More and more companies put Snowflake at the heart of their data platforms. Even if it is a managed solution, you still have to administrate the environment. It can be a challenge, especially for large companies.
One of the challenges is access control. It is a critical piece of any data governance program. Snowflake provides out-of-the-box features to help tackle this challenge. But when you have dozens of users and terabytes of data, built-in features are not enough. You need to think about a strategy to manage your account.
We have been there. For one of our clients, we managed an account with more than 50 active users. We designed a solution to scale access control management.
This article will describe the key learnings of the past year.
Before we joined the company, the account was set up and a lot of good ideas had been implemented. Custom roles had been created. Users were managed carefully. But there were a few limitations:
- The administration was done manually which took a lot of time for the people in charge.
- Data analysts and developers used their accounts for automated jobs. That was a problem because employees had to share their passwords. Besides the significant security issue, there were bugs due to revoked credentials when people were leaving the company.

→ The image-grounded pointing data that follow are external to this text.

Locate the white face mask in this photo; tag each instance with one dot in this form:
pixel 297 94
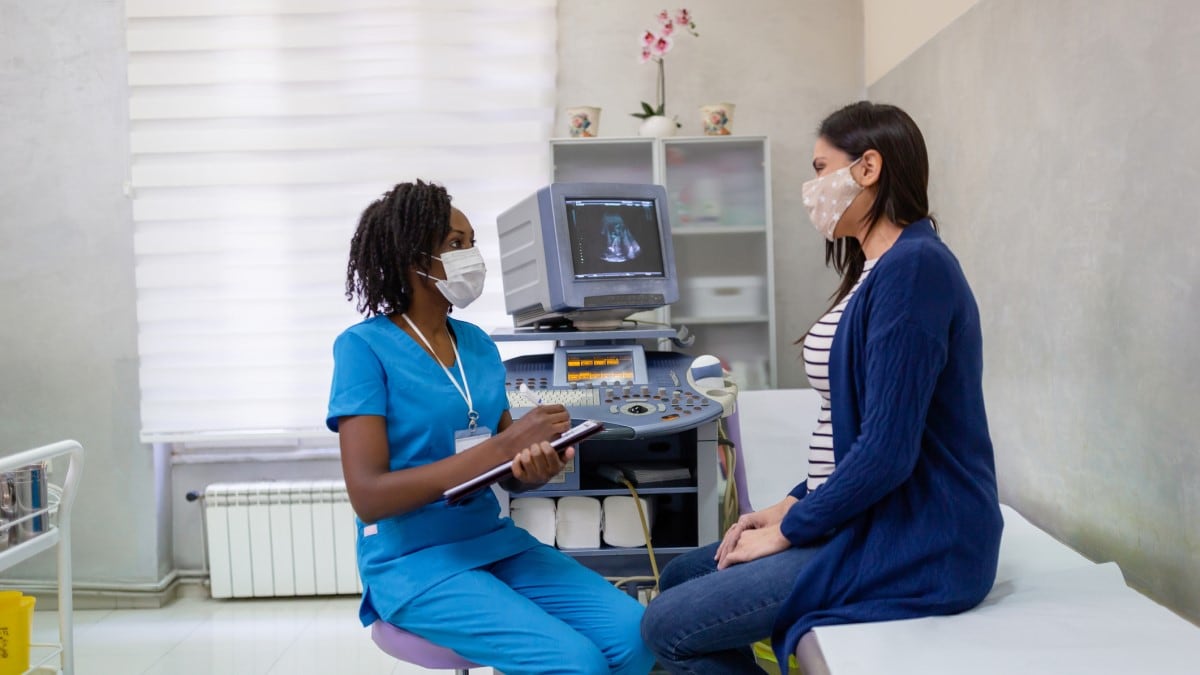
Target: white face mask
pixel 828 197
pixel 466 273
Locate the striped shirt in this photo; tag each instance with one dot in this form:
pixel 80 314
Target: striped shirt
pixel 816 364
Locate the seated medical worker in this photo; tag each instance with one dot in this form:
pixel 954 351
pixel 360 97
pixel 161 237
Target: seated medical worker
pixel 419 404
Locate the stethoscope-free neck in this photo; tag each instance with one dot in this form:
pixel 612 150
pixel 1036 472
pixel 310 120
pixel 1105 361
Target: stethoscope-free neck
pixel 465 388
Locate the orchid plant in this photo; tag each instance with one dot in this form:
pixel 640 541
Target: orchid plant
pixel 655 45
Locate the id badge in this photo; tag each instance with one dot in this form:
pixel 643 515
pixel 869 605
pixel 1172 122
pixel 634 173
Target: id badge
pixel 466 438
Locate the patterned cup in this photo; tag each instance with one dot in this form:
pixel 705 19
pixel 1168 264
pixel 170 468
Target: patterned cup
pixel 583 121
pixel 717 119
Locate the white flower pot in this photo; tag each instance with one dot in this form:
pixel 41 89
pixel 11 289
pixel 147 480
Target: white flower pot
pixel 658 126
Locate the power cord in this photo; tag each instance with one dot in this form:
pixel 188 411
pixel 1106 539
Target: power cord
pixel 730 508
pixel 649 548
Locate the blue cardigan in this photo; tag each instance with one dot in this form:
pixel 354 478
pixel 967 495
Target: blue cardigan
pixel 909 524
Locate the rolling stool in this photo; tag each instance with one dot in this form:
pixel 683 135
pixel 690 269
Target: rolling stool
pixel 406 646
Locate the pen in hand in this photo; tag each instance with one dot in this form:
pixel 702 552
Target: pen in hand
pixel 527 394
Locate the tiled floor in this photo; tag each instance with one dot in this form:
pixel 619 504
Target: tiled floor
pixel 195 635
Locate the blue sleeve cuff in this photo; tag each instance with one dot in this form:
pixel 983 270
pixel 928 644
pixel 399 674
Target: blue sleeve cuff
pixel 799 490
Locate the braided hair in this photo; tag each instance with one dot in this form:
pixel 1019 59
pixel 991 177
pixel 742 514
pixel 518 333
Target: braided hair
pixel 396 233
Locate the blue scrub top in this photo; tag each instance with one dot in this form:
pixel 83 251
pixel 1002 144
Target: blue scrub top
pixel 378 369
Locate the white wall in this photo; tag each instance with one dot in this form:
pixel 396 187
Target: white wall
pixel 1062 142
pixel 785 64
pixel 894 29
pixel 69 335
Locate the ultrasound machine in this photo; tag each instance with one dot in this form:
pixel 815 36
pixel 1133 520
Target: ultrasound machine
pixel 577 260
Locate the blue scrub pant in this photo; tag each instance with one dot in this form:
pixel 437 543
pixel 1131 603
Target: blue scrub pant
pixel 539 613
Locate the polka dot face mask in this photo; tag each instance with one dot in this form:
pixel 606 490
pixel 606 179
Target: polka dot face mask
pixel 828 197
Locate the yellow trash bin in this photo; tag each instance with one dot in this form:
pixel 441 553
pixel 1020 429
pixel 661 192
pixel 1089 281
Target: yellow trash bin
pixel 16 625
pixel 767 661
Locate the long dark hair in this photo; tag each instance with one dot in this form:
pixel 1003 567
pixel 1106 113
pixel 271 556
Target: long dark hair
pixel 395 234
pixel 904 179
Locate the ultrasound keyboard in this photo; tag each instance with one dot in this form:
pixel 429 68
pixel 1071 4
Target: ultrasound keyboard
pixel 653 399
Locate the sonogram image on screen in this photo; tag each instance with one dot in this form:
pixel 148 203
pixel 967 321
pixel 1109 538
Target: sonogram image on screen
pixel 615 238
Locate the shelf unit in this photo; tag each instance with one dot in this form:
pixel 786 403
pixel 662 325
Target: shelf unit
pixel 58 533
pixel 720 209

There was no documentation of the roles in place, making it difficult to audit current permissions and review them regularly.

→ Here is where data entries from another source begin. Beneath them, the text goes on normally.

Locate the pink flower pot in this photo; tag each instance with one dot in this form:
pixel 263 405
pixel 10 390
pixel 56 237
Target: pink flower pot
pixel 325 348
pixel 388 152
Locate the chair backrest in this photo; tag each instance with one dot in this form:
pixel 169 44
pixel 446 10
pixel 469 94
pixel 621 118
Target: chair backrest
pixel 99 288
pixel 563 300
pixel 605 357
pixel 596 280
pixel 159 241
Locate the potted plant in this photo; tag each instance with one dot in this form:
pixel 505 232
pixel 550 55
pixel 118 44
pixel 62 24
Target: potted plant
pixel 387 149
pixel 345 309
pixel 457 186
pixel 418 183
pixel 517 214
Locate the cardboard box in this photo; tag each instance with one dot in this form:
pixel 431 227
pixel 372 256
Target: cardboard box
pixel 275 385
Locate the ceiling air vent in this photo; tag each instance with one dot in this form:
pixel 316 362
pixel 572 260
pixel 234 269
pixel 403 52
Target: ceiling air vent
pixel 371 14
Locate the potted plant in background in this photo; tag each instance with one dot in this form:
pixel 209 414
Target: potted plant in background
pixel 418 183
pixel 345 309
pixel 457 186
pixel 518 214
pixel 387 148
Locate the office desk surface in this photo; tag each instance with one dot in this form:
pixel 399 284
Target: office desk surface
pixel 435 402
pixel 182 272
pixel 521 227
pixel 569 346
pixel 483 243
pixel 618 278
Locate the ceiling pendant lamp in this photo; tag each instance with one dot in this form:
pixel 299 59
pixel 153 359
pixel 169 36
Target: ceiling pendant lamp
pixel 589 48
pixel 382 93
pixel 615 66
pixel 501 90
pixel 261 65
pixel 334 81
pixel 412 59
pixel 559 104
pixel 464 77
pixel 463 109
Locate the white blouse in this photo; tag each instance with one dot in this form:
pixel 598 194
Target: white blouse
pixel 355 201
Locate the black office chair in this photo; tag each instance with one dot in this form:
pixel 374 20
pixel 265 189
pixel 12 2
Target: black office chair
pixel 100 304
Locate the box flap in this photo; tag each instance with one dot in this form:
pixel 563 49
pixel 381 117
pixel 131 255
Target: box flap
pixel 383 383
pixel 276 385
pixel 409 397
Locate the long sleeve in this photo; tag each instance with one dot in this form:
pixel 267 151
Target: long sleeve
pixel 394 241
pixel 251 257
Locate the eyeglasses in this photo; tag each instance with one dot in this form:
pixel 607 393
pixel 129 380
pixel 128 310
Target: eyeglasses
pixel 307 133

- Users were managed exclusively from Snowflake. When employees were leaving the company, administrators of the Snowflake environment had to be aware of that. The team in charge of user management (Active Directory) was not the same as the one in charge of the Snowflake account. So, there was a risk that ex-employees could access the company’s data after they left.
We created a new system to manage access control and fight against those shortcomings.
Access control framework design
First, we revoked all default role grants (SYSADMIN, USERADMIN …) to users … Only a few people were able to assume those roles. They were the people in charge of the administration.
Second, we created a framework of access control based on custom roles. We defined two types of custom roles:
Access roles cover a set of low-level privileges on Snowflake objects. For example, an access role can encompass read-only privileges on a particular database. They are not granted to users directly.
Functional roles are the roles granted to users. They encompass a set of access roles. They are created for a specific team.
We chose to define access roles at the database level. It makes it easy to replicate the privileges from one environment to another using zero-copy cloning. It was also a trade-off between the flexibility we grant to end users and the strict application of the least privilege principle.
At the database level, we defined 3 levels of access roles:
Read and write
We applied a similar strategy to warehouse access with two types of roles:
Below is an illustration of our framework. Arrows represent grants.
At this point, we had a better idea of how we would manage permissions but we also had issues with user management.
We set up Single Sign On to allow Snowflake users to sign in via Azure Active Directory (AAD). Thus, we removed the complexity of maintaining two databases of users and the offboarding process was more robust. Indeed, we only had to disable the user in AAD and the deletion was automatically replicated to Snowflake.
As there is a mapping between AD groups and roles in Snowflake, we were able to grant a role to each user we create. We follow the same process for each new user.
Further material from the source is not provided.